The first half featured some songs from his back catalogue starting with “England Green and England Grey”, a song that was banned by the BBC when it was first released but that Reg apparently managed to squeeze in in a radio session he did on one of the corporation’s many branches. One of Reg’s best songs it is an hymn to what’s good about England and of the dangers that the country faces. Reg is a socially conscious musician but far from advocating his views in a harsh way and ram it down people’s throat he lets his songs show his opinions. The second song “Tony Benn’s Tribute to Emily Davison” was introduced by a great story about the labour politician putting up a plaque in a broom cupboard at Westminster where the Suffragette had hidden during the night of 1911 Census.

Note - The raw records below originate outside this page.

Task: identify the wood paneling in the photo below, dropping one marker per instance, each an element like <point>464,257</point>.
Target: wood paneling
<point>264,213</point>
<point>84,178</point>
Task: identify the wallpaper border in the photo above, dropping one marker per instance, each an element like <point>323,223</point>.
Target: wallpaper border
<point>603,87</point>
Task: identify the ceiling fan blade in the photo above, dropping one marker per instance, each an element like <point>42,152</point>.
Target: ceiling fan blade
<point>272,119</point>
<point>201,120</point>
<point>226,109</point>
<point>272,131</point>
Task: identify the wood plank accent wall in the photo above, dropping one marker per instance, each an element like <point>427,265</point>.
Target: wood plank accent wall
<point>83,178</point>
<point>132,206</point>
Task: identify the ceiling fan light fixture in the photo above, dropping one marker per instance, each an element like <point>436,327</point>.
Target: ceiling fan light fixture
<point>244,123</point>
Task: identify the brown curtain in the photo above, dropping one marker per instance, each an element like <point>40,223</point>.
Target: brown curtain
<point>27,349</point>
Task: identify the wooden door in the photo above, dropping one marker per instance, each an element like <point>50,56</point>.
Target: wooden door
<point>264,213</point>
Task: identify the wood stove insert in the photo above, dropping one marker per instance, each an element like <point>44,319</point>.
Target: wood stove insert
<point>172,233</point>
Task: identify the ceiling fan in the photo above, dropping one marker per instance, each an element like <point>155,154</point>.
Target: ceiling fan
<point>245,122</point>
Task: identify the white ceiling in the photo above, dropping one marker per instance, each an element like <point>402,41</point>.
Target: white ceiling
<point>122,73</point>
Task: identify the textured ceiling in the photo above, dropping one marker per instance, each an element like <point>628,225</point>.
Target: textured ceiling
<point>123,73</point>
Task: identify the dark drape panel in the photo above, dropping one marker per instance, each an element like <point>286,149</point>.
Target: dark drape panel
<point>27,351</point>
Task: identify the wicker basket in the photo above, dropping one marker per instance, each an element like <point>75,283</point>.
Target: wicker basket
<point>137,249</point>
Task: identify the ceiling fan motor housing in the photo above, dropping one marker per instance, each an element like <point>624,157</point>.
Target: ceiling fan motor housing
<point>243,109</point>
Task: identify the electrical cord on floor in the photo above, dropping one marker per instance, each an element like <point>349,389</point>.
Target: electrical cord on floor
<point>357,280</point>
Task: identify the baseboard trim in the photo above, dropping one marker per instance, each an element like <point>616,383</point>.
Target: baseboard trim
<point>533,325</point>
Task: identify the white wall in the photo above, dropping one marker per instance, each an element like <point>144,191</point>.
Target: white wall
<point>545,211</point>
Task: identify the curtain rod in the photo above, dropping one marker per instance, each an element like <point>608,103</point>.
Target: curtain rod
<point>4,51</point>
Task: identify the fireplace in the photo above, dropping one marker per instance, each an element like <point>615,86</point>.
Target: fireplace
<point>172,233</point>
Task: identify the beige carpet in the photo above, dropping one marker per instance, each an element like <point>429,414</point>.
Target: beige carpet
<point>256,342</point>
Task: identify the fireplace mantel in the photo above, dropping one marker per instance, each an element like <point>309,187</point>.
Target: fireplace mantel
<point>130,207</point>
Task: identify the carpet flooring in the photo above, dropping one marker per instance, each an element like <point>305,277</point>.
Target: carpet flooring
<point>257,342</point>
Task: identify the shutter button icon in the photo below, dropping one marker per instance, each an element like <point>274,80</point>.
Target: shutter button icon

Next was Reg’s love and hate letter to London “My Name Is London Town” that was first released on his 2013 album “Leaves and Feathers” and by another track from the same LP entitled “My Jerusalem”. A yet to be released song entitled “Faraway People”, was in Reg’s own words “a song written after finding the Hephaestus site which was a long list of all the people up until the end of 2014 who had died directly as a result of cuts to their benefits by Atos or because of the bedroom tax. The names are real and just a tiny few of the many who suffered.” The last song “For Sophie (This Beautiful Day), written about 21 year old Sophie Scholl who was executed in 1943 for distributing anti-war leaflets in the university of Munich.

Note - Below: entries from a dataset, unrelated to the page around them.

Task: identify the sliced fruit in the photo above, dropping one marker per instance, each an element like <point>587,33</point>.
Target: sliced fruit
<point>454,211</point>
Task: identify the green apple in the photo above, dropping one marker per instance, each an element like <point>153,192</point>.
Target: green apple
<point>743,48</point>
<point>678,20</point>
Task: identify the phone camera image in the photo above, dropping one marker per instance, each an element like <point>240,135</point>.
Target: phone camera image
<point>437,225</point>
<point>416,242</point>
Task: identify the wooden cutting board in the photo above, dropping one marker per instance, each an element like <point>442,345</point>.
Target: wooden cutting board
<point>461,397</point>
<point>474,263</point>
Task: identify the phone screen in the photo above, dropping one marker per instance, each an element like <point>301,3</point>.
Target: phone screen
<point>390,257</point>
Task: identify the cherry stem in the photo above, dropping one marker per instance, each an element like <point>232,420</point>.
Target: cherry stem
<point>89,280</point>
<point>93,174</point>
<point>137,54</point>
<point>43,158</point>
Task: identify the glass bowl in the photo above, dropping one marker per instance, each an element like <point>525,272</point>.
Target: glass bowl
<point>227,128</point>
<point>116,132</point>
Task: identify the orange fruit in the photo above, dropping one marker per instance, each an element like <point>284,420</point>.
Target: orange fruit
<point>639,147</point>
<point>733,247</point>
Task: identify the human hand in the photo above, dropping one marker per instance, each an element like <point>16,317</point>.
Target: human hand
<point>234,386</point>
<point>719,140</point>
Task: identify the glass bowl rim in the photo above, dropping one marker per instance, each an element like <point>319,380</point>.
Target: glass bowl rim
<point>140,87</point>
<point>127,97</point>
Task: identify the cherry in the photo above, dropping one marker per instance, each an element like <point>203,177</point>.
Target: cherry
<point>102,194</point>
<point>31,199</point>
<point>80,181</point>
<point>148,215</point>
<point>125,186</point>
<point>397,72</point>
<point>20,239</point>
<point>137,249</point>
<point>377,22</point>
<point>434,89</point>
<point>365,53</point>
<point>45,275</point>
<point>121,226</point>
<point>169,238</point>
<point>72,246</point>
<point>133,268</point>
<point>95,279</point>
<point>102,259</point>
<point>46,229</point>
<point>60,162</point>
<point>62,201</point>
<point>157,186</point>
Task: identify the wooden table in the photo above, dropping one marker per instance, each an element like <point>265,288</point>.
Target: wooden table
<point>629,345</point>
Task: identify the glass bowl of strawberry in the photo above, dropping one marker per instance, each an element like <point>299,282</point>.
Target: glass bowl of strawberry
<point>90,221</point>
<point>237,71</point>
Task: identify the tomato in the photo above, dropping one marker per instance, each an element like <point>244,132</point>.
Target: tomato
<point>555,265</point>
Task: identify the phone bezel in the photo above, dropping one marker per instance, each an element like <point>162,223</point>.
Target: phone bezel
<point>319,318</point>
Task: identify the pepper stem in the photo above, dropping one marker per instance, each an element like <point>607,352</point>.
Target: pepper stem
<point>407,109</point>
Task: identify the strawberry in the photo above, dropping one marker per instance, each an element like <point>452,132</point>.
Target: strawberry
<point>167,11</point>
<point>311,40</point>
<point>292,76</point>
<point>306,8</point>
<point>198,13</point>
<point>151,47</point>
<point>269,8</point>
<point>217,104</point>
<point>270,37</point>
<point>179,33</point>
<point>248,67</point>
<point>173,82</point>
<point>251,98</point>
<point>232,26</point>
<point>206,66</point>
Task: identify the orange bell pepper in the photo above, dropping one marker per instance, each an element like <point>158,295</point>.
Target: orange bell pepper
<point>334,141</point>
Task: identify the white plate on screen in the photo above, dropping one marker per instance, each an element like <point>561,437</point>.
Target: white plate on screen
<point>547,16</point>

Reg is participating in the Concert To Calais series of shows that are taking place at the end of this month and just before leaving the stage he introduced Ahmad, a Syrian refugee who told us a harrowing tale mixing elements from his flight from a country that he loves and cherishes and also from his work with the UN helping refugees near the border.
Reg then thanked Ahmad for his brave intervention and invited us all to attend the Concert To Calais show at The Dublin Castle on the 20th of March. After explaining a little about December and its recording, he then played the album in its entirety. A masterclass of affecting love songs each greeted by thunderous applause and appreciative murmurs from the audience on the quality of the material. Jokingly described by Reg as a “set of miserable love songs”, they are affecting vignettes about relationships. Particular highlights were great versions of “Smarter Than Me” and “The Hands Of A Woman”. After a singalong version of “It’s Me Or Elvis” from his 2006’s release Still, Reg bade everybody farewell and took time to chat and sign cd’s for everyone who wished to.